Root chemical conditioning aims to decontaminate and demineralize its surface, exposing the collagenous matrix of dentin and cementum, including citric and phosphoric acids. However, the results obtained with root demineralization have been controversial. In a study of patients with GR who were treated with CAF + CTG, the use of citric acid root conditioning did not determine significant differences in root coverage and KT increase16. There is no clear evidence that the use of root conditioning improves the clinical results in root coverage3. Thus, in the two reported cases no root chemical conditioning was performed, only mechanical root treatment.
In clinical examination after 6 months, both areas had an increase of KT, and this fact may be justified by the associated use of the LPF and CTG technique, as described by Chambrone et al (2008)12 who reported greater KT width gain with the use of CTG, providing significant root coverage and clinical attachment level increase, also corroborated by Zuchelli and Mounssif (2015)3.

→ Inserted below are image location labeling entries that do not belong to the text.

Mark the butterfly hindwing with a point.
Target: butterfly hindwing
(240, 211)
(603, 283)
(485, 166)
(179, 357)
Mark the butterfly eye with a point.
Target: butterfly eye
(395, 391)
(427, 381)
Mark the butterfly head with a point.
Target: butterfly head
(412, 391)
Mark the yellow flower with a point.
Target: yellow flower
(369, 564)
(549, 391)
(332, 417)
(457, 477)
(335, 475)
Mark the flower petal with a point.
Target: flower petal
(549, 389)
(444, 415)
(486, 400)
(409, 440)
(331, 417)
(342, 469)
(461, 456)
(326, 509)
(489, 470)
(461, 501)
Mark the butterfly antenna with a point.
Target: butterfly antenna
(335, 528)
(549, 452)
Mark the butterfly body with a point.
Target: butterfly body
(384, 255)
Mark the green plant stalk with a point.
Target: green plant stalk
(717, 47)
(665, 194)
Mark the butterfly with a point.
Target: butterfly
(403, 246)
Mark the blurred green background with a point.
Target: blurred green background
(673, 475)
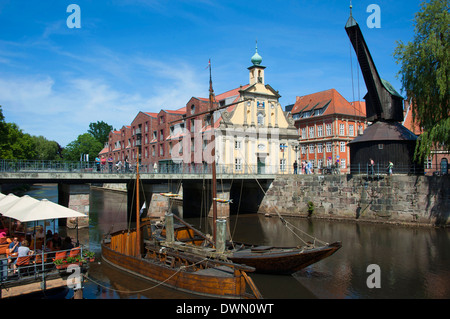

The root coverage obtained after 60 days was 70% in case 1 that showed a GR with 10 mm and almost complete root exposure, and 100% in case 2 which had an 8 mm recession, and these clinical appearances were maintained at 6 months. These root coverage results were associated with depth to shallow probing and absence of bleeding on probing. In case 1, partial coverage was obtained, which is consistent with the literature showing less predictable results in class III GR, with only partial defect coverage3,10,11. In case 2, a class II GR, the complete coverage was obtained and is also in agreement with studies showing this possibility in this kind of periodontal defect6,12.
The use of LPF associated with CTG was very effective in therapy of localized GRs, ensuring proper aesthetics, effective root coverage and decreased sensitivity. The success of this surgical technique was directly related to the appropriate gingival conditions of the lateral donor tooth, allowing for a highly effective and predictable surgical technique.